|Cane, James - Jim|
Submitted to: Western North American Naturalist
Publication Type: Peer Reviewed Journal
Publication Acceptance Date: 5/5/2011
Publication Date: 3/15/2012
Citation: Cane, J.H., Weber, M., Miller, S. 2012. Breeding biologies, pollinators and seed beetles of two prairie-clovers, Dalea ornata and D. searlsiae (Fabaceae: Amorpheae), from the Intermountain West USA. Western North American Naturalist. 72 (1):16-20. Interpretive Summary: Two perennial prairie-clovers of the Intermountain West, Dalea ornata and D. searlsiae, represent a large genus of New World legumes that are common in prairies, deserts and adjacent biomes. Growers will be planting these prairie-clovers to produce seed that will be used to restore plant communities on western public rangelands. Our pollination experiments showed that both kinds of prairie-clover need bees to move pollen between plants; only limited seed set resulted from self-pollination. Honey bees and alfalfa leaf-cutting bees should be effective and manageable pollinators for seed farming. We also found that two species of seed beetles commonly infest seed of these two prairie-clovers. These beetles will need to be cleaned out or killed to limit infestations. Use of prairie-clover seed in restoration seed mixes will benefit a number of kinds of bees that also pollinate additional native wildflowers of the region.
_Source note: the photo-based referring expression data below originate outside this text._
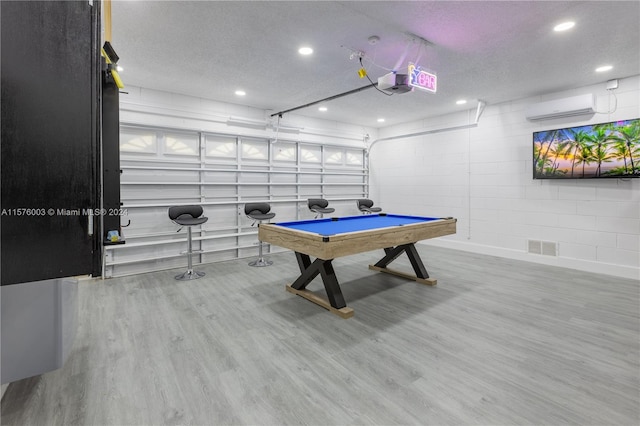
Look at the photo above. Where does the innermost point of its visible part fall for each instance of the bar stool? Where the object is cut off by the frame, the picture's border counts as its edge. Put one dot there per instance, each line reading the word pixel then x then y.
pixel 188 216
pixel 259 212
pixel 319 206
pixel 366 206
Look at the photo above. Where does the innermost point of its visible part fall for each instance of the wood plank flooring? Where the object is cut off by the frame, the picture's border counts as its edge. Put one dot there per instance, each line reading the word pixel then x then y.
pixel 496 342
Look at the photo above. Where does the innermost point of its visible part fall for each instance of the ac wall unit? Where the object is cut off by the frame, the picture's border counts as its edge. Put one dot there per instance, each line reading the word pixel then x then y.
pixel 566 107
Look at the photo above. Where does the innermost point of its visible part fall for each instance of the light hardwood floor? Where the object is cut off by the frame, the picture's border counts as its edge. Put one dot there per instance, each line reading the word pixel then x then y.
pixel 496 342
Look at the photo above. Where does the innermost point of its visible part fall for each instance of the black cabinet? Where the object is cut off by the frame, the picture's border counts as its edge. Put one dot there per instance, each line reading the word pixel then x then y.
pixel 50 140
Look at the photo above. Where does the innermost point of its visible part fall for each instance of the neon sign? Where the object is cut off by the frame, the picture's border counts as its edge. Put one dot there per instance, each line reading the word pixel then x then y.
pixel 421 79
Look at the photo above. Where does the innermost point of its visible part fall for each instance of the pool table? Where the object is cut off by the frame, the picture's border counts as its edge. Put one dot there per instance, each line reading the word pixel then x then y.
pixel 329 238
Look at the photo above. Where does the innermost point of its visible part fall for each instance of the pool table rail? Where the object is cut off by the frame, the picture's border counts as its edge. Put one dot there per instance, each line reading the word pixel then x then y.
pixel 339 245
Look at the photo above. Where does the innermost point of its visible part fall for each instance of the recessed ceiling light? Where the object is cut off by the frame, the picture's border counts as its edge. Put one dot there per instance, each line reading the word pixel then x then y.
pixel 604 68
pixel 564 26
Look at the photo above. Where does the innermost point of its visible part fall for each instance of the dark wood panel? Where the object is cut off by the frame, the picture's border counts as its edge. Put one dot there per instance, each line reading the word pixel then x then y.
pixel 50 80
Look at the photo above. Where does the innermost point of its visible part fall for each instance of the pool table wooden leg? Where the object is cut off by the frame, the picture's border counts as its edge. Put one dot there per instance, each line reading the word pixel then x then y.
pixel 422 276
pixel 309 270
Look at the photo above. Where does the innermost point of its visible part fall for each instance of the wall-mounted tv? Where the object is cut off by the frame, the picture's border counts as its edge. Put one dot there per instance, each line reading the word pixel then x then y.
pixel 606 150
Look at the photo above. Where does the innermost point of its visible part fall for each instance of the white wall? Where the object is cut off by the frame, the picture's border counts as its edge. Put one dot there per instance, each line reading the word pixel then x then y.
pixel 483 177
pixel 169 157
pixel 155 108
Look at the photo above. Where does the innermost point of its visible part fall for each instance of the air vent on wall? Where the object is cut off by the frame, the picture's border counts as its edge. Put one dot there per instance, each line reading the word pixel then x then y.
pixel 547 248
pixel 566 107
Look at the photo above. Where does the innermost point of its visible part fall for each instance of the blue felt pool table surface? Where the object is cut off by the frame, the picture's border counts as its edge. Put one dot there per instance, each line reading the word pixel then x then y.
pixel 343 225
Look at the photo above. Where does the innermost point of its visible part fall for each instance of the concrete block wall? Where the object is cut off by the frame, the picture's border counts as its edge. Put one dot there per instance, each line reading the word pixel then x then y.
pixel 482 175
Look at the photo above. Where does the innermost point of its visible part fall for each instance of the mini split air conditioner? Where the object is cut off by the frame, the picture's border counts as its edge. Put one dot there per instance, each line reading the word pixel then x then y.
pixel 566 107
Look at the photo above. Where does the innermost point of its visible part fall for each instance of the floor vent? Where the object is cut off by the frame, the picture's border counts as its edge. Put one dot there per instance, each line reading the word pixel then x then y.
pixel 546 248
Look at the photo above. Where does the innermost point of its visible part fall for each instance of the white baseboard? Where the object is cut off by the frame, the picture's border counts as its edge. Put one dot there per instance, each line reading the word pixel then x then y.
pixel 563 262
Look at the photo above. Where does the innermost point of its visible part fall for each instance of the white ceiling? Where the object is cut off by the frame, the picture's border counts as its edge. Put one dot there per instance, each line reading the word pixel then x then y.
pixel 492 51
Technical Abstract: Two prairie-clovers, Dalea ornata and D. searlsiae, are perennial forbs that flower during early summer throughout the Colombia Plateau and Great Basin of the western USA, respectively. Their seed is desirable for use in rangeland restoration. We experimentally characterized the breeding biologies of D. ornata and D. searlsiae, surveyed their pollinator guilds, and sampled for their seed predators. The two Dalea species have comparable pollination requirements, being primarily xenogamous; 39-42% of flowers manually pollinated with outcross pollen yielded plump seeds, on average. They are marginally self-compatible (7-11% of selfed flowers yielded seeds), a limited but valuable capability for colonization. Flowers that were not visited or manually pollinated rarely yielded mature seed (5-6% of flowers). Limited surveys of their pollinator guilds in ruderal or cheatgrass-infested habitats revealed sparse visitation solely by wild bees, primarily of the genera Anthidium, Colletes, Bombus, Eucera, and Melissodes. Beetles (Acanthoscelides oregonensis and Apion amaurum) infested seed from 3/4 of 25 D. ornata populations sampled across a 3-state region. Bees will need to be provided and seed beetles excluded or controlled to productively farm seed of these prairie-clovers destined for restoration efforts in the sage-steppe of western USA.